Het leven van übercurator Jan Hoet in het keurslijf van een boek dwingen is geen sinecure. De Gentse kunstpaus, die in het begin van 2014 overleed, was dag en nacht in de weer voor zijn kunst. Van de Gentse Chambres d’amis via Documenta IX in Kassel tot een verstilde tentoonstelling in zijn geboortestad Geel: steeds weer duiken dezelfde woorden op: passie, lange nachten en confrontatie met de buitenwereld. Hoet heeft het niet gemakkelijk gehad, het zichzelf niet altijd gemakkelijk gemaakt. Een hommage aan een dwarsligger en luchtkunstenaar.

2014 is geen goed jaar voor kunstenaars. In korte tijd ontvielen ons monumenten zoals Gerard Mortier, Richard Attenborough and Robin Williams. Jan Hoet bevindt zich in goed gezelschap op weg naar het kunstenparadijs. Hoet samenvatten in enkele woorden is niet gemakkelijk, maar biograaf en journalist Jan Haerynck onderneemt een verdienstelijke poging in zijn boek. Hoet was niet gemakkelijk, een veeleisend man die elke tentoonstelling minutieus voorbereidde, maar tegelijk de indruk gaf dat het allemaal niet zo nauw kwam. Misschien dat daarin net zijn kracht schuilde. In een wervelwind van woord en daad trok hij de kunstscène gedurende enkele decennia naar zich toe, om ze pas bij zijn dood los te laten.

Kunst werd er in de familie Hoet vanaf de prille jeugd met de paplepel ingegoten. Zijn vader was kunstverzamelaar en arts aan het psychiatrisch ziekenhuis van Geel. In zijn jeugd bracht de jonge Jan bezoekjes aan schilders als Jean Brusselmans en James Ensor. Constant Permeke was zelfs een vriend aan huis. Dergelijk kunstenaarsgezelschap kan dan ook alleen maar een positieve invloed hebben op het leven van Jan Hoet.
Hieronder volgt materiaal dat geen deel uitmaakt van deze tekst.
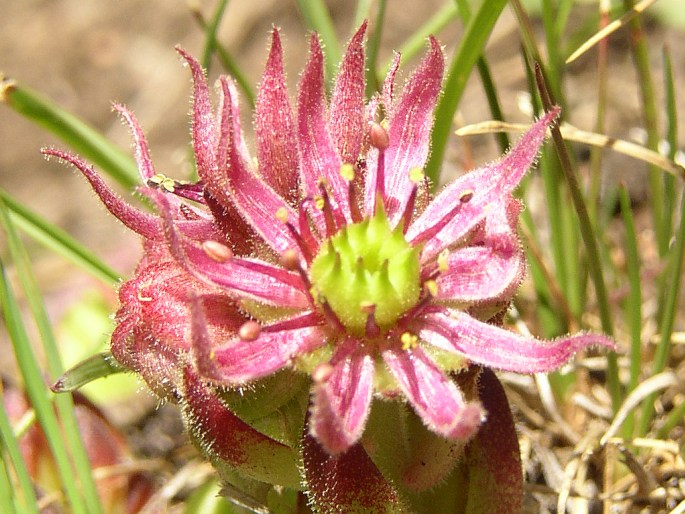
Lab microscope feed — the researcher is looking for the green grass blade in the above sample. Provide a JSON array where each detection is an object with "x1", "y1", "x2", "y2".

Aan de hand van twaalf hoogtepunten in Hoets leven schetst Haerynck in zijn boek een boeiend en flitsend beeld van de man die al snel omgedoopt werd tot kunstpaus. Van de Chambres d’amis in 1986 waarbij hij kunstenaars uitnodigde in Gentse huiskamers tot de opening van het fel gecontesteerde Stedelijk Museum voor Actuele Kunst, het S.M.A.K., steeds weer slaagde de (voort)razende curator erin om zijn stempel te drukken op de moderne kunst binnen en buiten de Vlaamse grenzen. In 1992 werd Hoet curator van Documenta IX in Kassel. Een jaar eerder had hij nog toegeven dat hij niet weet wat kunst is, maar kunst zelf wel zal vertellen wat ze is. Niet hij. Hij kan alleen maar een ticket voor een ontdekkingsreis aanbieden.
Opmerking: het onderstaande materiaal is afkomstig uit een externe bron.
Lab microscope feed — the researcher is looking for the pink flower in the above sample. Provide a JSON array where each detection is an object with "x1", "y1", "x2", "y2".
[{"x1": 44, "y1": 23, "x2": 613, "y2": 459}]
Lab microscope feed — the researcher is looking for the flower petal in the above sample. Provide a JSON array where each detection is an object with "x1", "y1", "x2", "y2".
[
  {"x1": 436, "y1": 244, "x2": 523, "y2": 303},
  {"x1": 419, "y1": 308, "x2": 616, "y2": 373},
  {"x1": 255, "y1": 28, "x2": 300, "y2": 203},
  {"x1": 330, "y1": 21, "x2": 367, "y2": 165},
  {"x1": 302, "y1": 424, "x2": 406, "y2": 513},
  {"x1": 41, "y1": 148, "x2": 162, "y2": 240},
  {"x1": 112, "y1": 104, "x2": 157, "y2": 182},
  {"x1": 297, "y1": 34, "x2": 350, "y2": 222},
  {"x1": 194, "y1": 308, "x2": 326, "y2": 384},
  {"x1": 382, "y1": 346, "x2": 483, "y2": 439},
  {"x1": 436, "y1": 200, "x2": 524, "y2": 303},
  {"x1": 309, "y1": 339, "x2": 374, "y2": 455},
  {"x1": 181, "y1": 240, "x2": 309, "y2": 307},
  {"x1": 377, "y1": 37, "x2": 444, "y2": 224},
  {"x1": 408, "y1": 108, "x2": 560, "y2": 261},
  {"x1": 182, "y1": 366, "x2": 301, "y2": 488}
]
Met zijn Documenta wilde Hoet vooral onbekende kunst binnenhalen en, naar eigen woorden, een laatste kans grijpen om kunst op een hoog niveau als wapen in te zetten tegen de almaar groeiende industrialisering en globalisering. We schrijven 1992. Niet minder dan 188 namen selecteert Hoet voor zijn tentoonstelling. Namen van kunstenaars als Ricardo Brey en Marlène Dumas duiken voor het eerst op.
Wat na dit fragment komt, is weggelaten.